Wednesday, September 15, 2010

Westlake Shorter Fiction

In 1998, Donald Westlake (under the infamous name, Richard Stark) brought back his heister Parker after a 23-year (or so) absence. By then, I had read all the Parker novels (tracking some of the hard-to-find titles by interlibrary loan).

I never took to Westlake's comic heister Dortmunder in the same way, though I have read and enjoyed several of these books. For me, Dortmunder (and maybe humorous crime fiction more generally) works better in shorter form. The Dortmunder stories, Thieves' Dozen (11 stories!), are pretty great. Dortmunder also appears in a strong (and less slapsticky) novella, "Walking Around Money," in Transgressions (edited by Ed McBain).

Westlake also wrote a series of linked stories about a morose cop, Levine. This collection -- bittersweet, world-weary, bracing -- is really worth reading.

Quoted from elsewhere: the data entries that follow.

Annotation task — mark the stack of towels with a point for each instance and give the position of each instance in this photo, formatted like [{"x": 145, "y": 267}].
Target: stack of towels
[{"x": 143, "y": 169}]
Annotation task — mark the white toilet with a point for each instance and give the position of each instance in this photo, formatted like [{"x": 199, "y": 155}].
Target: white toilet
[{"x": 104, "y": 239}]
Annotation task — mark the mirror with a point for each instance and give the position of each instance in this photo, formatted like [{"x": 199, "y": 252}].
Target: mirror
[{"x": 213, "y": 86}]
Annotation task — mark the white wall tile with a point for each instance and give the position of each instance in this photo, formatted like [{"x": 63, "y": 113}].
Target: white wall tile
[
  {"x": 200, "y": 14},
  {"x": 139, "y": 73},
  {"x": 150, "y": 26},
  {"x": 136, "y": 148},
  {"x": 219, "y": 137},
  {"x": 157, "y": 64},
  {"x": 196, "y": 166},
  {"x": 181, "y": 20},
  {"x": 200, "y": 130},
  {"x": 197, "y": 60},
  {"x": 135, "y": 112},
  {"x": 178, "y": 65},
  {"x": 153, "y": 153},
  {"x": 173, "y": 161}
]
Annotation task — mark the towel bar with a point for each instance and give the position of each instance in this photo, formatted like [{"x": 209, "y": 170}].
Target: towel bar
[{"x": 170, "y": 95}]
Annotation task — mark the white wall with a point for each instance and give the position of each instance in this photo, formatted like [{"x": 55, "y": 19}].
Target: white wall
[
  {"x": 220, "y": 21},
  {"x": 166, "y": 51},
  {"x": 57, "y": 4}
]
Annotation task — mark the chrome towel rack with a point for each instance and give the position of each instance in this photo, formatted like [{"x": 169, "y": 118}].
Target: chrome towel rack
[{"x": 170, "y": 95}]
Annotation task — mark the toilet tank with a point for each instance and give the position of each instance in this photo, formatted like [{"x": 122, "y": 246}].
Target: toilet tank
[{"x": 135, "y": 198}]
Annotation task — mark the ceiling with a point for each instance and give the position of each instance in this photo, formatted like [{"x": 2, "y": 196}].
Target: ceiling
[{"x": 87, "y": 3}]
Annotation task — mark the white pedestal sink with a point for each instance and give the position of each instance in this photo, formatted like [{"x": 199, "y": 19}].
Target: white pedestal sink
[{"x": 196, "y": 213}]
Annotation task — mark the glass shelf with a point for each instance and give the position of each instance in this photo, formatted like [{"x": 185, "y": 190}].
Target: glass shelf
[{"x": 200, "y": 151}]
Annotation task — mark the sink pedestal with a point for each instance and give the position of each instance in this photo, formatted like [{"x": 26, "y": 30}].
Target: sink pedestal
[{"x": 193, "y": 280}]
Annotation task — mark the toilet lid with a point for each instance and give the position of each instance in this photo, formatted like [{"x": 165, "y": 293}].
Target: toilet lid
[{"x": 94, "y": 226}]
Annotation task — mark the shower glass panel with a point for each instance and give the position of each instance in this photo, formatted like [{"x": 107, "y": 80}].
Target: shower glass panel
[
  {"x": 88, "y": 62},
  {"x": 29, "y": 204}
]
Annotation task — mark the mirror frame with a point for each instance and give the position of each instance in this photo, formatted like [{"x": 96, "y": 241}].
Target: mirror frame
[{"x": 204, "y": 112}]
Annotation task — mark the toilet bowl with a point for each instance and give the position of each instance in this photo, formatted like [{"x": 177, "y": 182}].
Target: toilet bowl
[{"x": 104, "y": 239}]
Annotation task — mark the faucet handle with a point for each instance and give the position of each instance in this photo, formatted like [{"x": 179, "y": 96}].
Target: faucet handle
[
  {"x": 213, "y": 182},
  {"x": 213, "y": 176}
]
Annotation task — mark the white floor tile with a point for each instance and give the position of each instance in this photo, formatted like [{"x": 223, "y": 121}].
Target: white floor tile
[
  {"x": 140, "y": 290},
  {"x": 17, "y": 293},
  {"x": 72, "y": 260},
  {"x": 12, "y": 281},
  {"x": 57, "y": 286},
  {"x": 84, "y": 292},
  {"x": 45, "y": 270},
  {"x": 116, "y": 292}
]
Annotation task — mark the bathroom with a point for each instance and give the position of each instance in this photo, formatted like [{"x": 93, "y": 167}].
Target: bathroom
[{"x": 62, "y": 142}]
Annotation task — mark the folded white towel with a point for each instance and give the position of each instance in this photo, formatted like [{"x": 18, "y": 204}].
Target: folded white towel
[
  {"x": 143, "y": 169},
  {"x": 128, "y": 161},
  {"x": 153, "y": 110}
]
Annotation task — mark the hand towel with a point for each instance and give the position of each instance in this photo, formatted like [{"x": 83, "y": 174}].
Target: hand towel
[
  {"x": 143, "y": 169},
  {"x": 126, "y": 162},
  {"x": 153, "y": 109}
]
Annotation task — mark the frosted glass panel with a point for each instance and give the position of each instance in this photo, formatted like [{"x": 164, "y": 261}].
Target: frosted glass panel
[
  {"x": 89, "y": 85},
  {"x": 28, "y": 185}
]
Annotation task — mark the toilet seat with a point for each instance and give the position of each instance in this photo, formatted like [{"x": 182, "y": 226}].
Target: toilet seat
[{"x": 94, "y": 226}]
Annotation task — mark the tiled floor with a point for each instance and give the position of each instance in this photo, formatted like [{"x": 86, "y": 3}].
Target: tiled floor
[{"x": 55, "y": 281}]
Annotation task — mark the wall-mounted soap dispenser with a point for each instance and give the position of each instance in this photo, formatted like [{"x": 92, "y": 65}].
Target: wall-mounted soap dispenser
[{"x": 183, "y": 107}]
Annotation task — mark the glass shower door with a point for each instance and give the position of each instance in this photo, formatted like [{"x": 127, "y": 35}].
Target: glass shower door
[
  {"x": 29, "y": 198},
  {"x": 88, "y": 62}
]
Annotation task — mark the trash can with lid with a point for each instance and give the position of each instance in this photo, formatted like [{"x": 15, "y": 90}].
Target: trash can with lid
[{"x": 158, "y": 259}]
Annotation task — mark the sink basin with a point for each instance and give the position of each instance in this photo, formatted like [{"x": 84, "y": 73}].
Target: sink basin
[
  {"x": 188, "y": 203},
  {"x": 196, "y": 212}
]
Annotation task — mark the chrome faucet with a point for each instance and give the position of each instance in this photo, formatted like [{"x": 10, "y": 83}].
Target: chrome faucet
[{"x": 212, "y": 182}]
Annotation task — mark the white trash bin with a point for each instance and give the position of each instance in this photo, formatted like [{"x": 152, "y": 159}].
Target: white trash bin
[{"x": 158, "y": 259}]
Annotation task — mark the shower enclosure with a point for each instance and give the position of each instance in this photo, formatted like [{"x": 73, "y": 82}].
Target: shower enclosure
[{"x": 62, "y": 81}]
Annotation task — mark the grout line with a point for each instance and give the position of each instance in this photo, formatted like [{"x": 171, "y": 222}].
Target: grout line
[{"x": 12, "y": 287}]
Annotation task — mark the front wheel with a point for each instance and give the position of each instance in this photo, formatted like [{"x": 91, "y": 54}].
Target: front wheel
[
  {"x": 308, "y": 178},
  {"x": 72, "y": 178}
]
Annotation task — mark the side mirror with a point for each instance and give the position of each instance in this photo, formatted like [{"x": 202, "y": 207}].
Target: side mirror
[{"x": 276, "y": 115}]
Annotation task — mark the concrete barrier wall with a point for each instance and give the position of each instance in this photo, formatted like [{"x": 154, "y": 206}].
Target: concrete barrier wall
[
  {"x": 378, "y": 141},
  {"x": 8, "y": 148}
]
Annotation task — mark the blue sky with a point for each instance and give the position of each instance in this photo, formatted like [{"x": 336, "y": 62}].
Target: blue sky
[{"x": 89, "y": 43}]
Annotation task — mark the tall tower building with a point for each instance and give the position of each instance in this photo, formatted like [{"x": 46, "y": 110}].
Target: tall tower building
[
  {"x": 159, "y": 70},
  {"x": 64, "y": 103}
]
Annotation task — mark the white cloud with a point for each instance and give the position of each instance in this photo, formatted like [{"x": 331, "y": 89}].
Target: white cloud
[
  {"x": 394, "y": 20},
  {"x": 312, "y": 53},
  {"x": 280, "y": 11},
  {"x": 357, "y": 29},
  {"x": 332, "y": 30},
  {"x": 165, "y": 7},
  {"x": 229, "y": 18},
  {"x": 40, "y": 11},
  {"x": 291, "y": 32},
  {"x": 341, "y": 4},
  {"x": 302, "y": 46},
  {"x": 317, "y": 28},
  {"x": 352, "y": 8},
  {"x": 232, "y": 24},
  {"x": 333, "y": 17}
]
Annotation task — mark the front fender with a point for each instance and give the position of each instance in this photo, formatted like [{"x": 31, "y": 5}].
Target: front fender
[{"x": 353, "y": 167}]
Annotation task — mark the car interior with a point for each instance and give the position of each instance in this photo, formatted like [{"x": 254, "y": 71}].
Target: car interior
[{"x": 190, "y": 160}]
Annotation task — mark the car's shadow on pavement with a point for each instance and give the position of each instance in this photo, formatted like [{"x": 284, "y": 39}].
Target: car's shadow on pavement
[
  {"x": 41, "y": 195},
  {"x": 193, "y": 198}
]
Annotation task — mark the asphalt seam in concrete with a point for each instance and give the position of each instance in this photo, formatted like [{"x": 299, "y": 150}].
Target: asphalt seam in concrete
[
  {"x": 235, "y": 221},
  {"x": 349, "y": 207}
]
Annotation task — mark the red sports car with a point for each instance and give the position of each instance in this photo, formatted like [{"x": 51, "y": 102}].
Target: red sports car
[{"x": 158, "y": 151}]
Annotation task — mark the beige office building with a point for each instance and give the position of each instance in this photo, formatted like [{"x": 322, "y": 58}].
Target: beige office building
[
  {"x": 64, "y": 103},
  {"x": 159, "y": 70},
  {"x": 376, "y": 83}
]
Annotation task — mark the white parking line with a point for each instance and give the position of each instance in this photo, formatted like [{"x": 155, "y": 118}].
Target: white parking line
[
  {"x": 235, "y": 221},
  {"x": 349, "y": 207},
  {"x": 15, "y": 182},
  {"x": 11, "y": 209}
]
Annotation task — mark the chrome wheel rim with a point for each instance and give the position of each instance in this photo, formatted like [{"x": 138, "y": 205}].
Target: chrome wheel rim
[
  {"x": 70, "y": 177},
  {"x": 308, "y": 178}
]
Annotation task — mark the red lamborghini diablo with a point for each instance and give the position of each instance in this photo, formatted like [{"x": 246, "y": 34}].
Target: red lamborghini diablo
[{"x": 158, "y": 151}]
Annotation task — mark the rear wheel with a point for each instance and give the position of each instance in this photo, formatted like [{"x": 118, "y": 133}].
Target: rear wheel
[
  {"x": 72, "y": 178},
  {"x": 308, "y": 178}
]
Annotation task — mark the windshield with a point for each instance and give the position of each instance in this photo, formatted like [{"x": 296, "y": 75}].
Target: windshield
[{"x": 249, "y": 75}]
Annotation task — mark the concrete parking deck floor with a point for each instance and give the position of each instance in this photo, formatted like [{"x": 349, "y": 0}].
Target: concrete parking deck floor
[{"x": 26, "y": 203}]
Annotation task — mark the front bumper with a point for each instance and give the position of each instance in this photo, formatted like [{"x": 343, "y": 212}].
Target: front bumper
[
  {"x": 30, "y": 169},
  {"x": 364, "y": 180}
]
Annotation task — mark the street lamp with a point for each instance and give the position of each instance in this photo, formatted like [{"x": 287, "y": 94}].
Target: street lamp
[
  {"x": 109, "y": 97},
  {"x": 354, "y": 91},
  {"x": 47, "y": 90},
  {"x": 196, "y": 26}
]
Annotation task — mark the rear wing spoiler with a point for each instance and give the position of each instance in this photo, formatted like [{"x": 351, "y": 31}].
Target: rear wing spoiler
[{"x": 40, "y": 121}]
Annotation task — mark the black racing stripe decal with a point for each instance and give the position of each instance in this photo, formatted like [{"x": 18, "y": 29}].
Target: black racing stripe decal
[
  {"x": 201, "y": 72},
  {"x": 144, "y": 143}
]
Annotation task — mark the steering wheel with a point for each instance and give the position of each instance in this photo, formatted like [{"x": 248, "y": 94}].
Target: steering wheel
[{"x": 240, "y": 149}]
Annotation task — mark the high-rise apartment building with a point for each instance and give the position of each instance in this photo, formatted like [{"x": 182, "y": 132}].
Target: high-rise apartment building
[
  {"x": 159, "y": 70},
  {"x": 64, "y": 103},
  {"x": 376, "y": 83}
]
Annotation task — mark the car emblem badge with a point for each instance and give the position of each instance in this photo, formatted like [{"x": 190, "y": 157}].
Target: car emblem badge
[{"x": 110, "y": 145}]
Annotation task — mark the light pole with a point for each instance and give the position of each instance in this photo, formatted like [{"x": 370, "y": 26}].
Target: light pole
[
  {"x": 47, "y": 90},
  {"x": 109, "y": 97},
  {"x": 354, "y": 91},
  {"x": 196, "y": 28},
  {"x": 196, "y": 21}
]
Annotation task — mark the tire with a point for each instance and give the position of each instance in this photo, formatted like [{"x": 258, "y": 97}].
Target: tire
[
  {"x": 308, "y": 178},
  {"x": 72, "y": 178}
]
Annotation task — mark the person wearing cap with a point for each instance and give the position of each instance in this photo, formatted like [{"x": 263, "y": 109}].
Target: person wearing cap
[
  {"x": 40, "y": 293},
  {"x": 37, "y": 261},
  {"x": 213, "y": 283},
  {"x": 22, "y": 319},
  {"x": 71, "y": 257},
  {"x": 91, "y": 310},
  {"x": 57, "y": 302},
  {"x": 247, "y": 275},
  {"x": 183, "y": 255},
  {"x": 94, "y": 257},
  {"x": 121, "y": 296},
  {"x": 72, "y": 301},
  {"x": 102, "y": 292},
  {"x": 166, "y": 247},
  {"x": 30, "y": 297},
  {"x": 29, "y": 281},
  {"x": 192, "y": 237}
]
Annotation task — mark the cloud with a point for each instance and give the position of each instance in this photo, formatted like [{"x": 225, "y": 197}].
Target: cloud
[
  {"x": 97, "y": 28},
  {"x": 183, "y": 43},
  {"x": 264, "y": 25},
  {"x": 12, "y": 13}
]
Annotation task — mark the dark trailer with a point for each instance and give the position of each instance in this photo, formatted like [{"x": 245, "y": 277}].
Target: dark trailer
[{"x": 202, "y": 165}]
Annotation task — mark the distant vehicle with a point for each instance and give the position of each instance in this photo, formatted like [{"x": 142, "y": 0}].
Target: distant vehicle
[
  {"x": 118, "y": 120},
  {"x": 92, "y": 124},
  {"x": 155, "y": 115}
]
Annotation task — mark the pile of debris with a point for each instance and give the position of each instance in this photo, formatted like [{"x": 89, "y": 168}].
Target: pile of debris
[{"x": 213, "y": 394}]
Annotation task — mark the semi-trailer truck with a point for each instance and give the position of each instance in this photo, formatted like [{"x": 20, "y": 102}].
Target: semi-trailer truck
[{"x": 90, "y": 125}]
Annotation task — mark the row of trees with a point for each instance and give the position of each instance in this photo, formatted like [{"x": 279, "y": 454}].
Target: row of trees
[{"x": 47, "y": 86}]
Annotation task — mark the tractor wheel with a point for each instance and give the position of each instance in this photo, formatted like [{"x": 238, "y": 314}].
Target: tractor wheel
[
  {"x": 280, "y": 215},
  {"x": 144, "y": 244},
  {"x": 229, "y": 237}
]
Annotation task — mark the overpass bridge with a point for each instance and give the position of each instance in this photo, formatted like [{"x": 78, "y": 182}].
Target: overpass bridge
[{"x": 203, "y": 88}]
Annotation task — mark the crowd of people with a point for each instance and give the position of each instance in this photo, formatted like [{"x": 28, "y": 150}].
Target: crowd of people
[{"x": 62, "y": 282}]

I'm still on my war literature campaign (just read The Thin Red Line -- thumbs up), but I took a break and read Enough, which Westlake called a "two-reeler" (and both "reels" loosely deal with the film industry). The book includes one short novel, A Travesty, and a novelette (?) called "Ordo," which was reprinted in The Mammoth Book of Pulp Fiction (edited by Maxim Jakubowski). A Travesty is a fun, humorous lark about a crime-solving, murderous film critic who is unfairly framed for a murder he commits (think about that?!). "Ordo" is pulpy in its way -- featuring a sailor protagonist and an underage wife (and later starlet) -- but it also has what I might call existential resonance. (And now I've just discovered a French film adaptation, 2004, after I wrote the word "existential." Hmm.) In other words, more Westlake worth reading.